The Paintings of 17th Century Dutch Masters – Now Available On Toilet Paper?

From the Smithsonian to the Metropolitan Museum of Art, more museums are now making their collections available online, but the recently renovated Rijksmuseum over in sunny (not) Amsterdam has shifted the paradigm a bit by offering downloads of high-resolution images at no cost for the public to copy and transform into stationery, T-shirts, tattoos, plates, or even toilet paper.

The Dutch national museum, which reopened this April after an extensive ten year renovation, holds masterpieces by Rembrandt, Vermeer, Mondrian and van Gogh and has already made images of 125,000 of its works available through Rijksstudio, an interactive section of its Web site. The staff’s goal is to add 40,000 images a year until the entire collection of one million artworks spanning eight centuries is available.
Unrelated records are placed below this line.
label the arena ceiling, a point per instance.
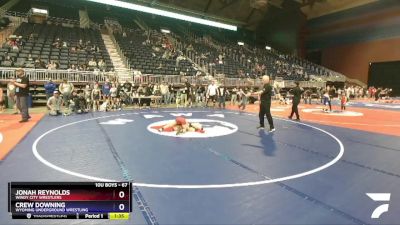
(249, 13)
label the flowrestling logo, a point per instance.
(211, 128)
(379, 197)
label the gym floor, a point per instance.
(316, 171)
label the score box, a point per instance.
(69, 198)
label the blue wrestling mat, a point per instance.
(230, 174)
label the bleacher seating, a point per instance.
(40, 45)
(145, 58)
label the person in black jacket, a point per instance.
(265, 104)
(296, 92)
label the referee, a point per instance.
(265, 104)
(296, 92)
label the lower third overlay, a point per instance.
(70, 200)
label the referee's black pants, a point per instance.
(265, 110)
(295, 109)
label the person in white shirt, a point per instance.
(66, 89)
(164, 89)
(54, 104)
(212, 93)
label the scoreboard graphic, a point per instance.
(69, 200)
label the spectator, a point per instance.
(1, 100)
(49, 87)
(102, 65)
(66, 88)
(96, 96)
(22, 92)
(185, 94)
(222, 93)
(211, 93)
(92, 64)
(54, 104)
(106, 89)
(11, 97)
(164, 92)
(8, 61)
Until recently, museums had been highly protective of good-quality digital versions of their artworks, making them available only upon request to members of the press or to art historians and scholars, with restrictions on how they could be used. The reasons are manifold: protecting copyrights, maintaining control over potentially lucrative museum revenues from posters or souvenirs and preventing thieves or forgers from making convincing copies.
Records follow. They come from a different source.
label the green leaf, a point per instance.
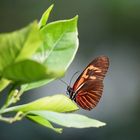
(60, 45)
(59, 48)
(45, 17)
(27, 71)
(57, 103)
(44, 122)
(19, 45)
(33, 85)
(68, 120)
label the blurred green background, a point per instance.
(106, 27)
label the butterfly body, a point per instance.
(88, 88)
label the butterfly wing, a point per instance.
(89, 85)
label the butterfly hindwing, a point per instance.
(89, 85)
(89, 94)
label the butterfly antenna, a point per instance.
(63, 82)
(73, 77)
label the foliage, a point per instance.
(32, 57)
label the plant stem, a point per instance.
(4, 83)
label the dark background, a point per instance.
(106, 27)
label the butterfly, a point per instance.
(87, 89)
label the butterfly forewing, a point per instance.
(89, 85)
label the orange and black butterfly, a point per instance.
(88, 88)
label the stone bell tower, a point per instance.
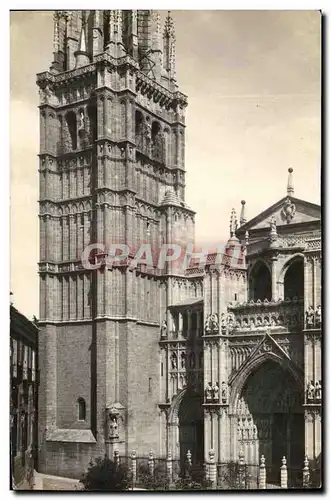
(111, 165)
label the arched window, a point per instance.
(139, 130)
(81, 409)
(72, 128)
(260, 282)
(294, 280)
(92, 121)
(158, 143)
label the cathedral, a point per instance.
(224, 356)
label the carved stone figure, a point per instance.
(214, 322)
(216, 395)
(273, 226)
(310, 317)
(224, 392)
(310, 391)
(164, 329)
(318, 316)
(254, 432)
(209, 392)
(158, 146)
(113, 427)
(173, 360)
(81, 120)
(318, 390)
(288, 211)
(207, 324)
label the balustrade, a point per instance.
(259, 315)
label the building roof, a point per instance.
(188, 302)
(302, 212)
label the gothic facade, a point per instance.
(23, 398)
(224, 356)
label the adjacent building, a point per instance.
(23, 398)
(224, 356)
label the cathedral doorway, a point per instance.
(191, 429)
(270, 419)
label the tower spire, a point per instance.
(169, 47)
(81, 55)
(290, 185)
(242, 219)
(233, 223)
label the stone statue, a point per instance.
(254, 432)
(273, 225)
(164, 329)
(310, 391)
(173, 360)
(158, 146)
(224, 392)
(113, 427)
(318, 316)
(148, 135)
(214, 322)
(208, 324)
(288, 211)
(81, 120)
(216, 395)
(310, 317)
(209, 392)
(318, 390)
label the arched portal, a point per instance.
(260, 282)
(270, 418)
(190, 422)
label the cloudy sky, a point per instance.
(253, 83)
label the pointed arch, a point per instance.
(252, 365)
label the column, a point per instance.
(307, 301)
(314, 283)
(188, 323)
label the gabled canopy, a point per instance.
(287, 211)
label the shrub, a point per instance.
(105, 475)
(157, 481)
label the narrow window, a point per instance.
(81, 409)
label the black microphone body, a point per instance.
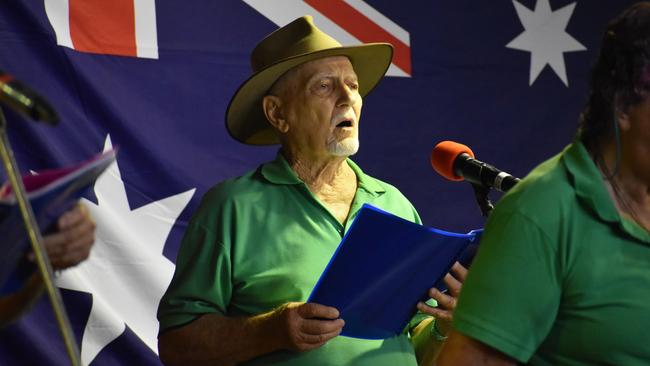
(24, 100)
(478, 172)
In recent years, though, as the Google Art Project has begun to amass a global archive of images with the cooperation of museums, and the Internet has made it impossible to stem the tide of low-quality reproductions, institutions are rethinking their strategy.

The Rijksmuseum has been able to put its works online more quickly because much of its collection predates Dutch copyright laws and its staff had an opportunity to digitize the collection when museum was closed for renovations. (It reopened last month after a 10-year makeover.) The digitization project was financed by a million-euro ($1.29 million) grant from the national BankGiro lottery, which provides money for the arts and cultural groups.
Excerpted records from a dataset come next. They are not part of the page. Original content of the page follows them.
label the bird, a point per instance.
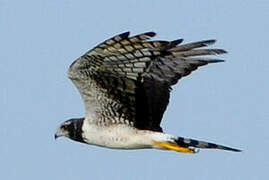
(125, 83)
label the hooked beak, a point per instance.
(60, 132)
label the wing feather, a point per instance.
(128, 79)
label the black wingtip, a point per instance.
(216, 61)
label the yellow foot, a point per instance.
(174, 147)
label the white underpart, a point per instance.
(120, 136)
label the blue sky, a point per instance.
(225, 103)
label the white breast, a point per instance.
(117, 136)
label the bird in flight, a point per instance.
(125, 83)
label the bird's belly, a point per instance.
(118, 137)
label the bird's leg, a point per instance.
(174, 147)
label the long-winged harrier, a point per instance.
(125, 83)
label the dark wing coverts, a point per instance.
(135, 76)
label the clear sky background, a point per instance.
(226, 103)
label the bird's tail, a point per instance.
(186, 145)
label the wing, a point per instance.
(128, 79)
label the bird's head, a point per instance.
(71, 128)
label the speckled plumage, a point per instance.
(125, 83)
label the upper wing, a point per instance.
(128, 79)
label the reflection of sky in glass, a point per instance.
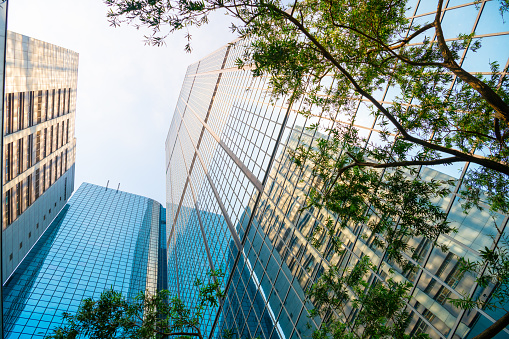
(99, 240)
To date, Rijksstudio has logged more than 2.17 million visitors since its service went online in October, and around 200,000 people have downloaded images. As a result, the Rijksmuseum won three international “Best of the Web” awards last month in Portland, Ore., at the annual international conference known as Museums and the Web. The prizes are based on peer evaluations by museum professionals.

To inspire users, the Rijksmuseum invited the Dutch design cooperative Droog to create products based on its artworks. Its designers used part of a 17th-century flower still life by Jan Davidsz de Heem as a template for a tattoo, for example; it used a 3-D printer to create a white plastic replica of an ornate 16th-century centerpiece designed by the German silversmith Wenzel Jamnitzer and to adorn it with magnetic miniatures of items from the Rijksmuseum’s collection.